The “Loneliest Road in America,” Highway 50 across Nevada, is getting slightly longer every year. This motion is measured by PBO station P085 and its counterparts, which comprise a transect of more than 60 GPS stations anchored across the Great Basin. This region spans from Idaho down to Mexico and from Utah’s Wasatch Mountains in the east to California’s Sierra Nevada in the west. In between lie 800 km (500 miles) of slowly extending crust. P085, in central Nevada, is moving 2.9 mm per year (0.11 in/yr) away from Salt Lake City. Stations in California are moving westward even faster: PBO station P349, on the southern shore of Lake Shasta, moves west at more than twice that rate (6.6 mm/yr, or 0.26 in/yr).
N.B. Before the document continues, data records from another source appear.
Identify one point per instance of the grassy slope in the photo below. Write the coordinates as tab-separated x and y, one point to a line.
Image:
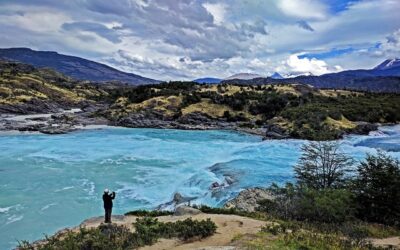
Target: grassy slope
299	110
18	86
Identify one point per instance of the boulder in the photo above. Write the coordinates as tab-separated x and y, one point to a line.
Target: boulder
248	199
185	210
363	128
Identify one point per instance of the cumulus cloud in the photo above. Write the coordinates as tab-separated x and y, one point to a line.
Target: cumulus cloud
186	39
300	66
307	9
217	10
303	24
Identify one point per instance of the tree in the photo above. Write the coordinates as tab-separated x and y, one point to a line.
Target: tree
377	189
322	165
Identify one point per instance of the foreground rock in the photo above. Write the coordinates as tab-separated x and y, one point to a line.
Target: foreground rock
248	199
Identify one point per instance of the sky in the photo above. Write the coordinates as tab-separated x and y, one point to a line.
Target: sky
188	39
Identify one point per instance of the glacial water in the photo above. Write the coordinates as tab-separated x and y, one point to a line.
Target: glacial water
51	182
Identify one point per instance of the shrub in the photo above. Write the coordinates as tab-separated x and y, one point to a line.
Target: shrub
322	165
110	236
151	213
377	189
305	204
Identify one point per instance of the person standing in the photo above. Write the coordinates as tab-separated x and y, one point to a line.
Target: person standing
107	200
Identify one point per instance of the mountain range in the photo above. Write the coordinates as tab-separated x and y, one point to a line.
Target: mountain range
75	67
383	78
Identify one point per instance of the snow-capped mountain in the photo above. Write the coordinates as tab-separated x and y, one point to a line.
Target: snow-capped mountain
388	64
243	76
276	75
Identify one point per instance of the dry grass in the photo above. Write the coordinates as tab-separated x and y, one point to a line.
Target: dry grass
343	123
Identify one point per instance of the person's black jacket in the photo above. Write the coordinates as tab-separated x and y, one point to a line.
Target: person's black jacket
107	199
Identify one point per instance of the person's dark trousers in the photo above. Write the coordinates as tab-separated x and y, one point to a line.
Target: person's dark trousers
107	215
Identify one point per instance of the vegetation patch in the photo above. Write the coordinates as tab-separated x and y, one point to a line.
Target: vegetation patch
148	213
111	236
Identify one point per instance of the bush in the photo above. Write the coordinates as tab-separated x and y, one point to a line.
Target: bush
322	165
147	213
377	189
110	236
328	205
305	204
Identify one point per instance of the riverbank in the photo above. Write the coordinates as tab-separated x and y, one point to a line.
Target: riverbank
65	121
234	232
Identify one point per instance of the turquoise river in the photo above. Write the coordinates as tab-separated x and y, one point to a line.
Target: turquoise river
51	182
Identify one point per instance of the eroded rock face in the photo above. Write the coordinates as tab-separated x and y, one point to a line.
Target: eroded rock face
363	128
248	199
185	210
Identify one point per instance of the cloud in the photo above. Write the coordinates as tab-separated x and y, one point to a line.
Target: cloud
299	66
186	39
217	10
303	24
390	48
99	29
306	9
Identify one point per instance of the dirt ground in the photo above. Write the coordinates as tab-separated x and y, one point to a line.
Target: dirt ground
229	227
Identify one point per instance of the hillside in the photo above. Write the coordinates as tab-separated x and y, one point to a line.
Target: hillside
274	111
75	67
379	79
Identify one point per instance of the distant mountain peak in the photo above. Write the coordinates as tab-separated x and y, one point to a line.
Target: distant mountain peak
207	80
276	75
72	66
243	76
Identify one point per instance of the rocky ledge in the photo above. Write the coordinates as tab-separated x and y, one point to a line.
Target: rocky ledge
248	199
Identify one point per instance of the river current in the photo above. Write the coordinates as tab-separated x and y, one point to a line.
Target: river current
48	182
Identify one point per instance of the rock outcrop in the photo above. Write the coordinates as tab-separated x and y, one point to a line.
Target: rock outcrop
248	199
186	210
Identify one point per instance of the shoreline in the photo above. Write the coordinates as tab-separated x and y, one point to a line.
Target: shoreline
67	121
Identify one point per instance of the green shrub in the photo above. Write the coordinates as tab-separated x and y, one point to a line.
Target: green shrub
377	189
299	203
111	236
148	213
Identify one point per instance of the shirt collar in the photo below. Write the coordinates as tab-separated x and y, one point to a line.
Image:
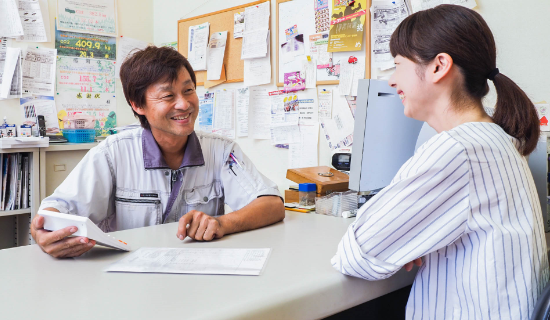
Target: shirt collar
153	159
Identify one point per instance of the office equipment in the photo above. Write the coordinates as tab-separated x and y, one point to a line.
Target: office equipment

These increasing motions indicate that the whole region is extending, by about 14 mm/yr (0.55 in/yr). The extension is hard to notice year to year, but even millimeters add up!

Assuming it has been constant through time, this means that there would have been up to 13.6 km of expansion over a 17- million-year timespan across the Basin and Range province, creating its characteristic topography of long valleys interspersed with north–south oriented mountain ranges. The mountain ranges continue to rise today, millimeters at a time. This ongoing motion also eventually builds enough accumulated strain to generate earthquakes, such as the magnitude 6.9 Borah Peak earthquake of 1983 in Idaho’s Lost River Range. Researchers use data from P085 and its counterparts to assess earthquake hazard through this region and to better understand the terrain and Earth structure below it.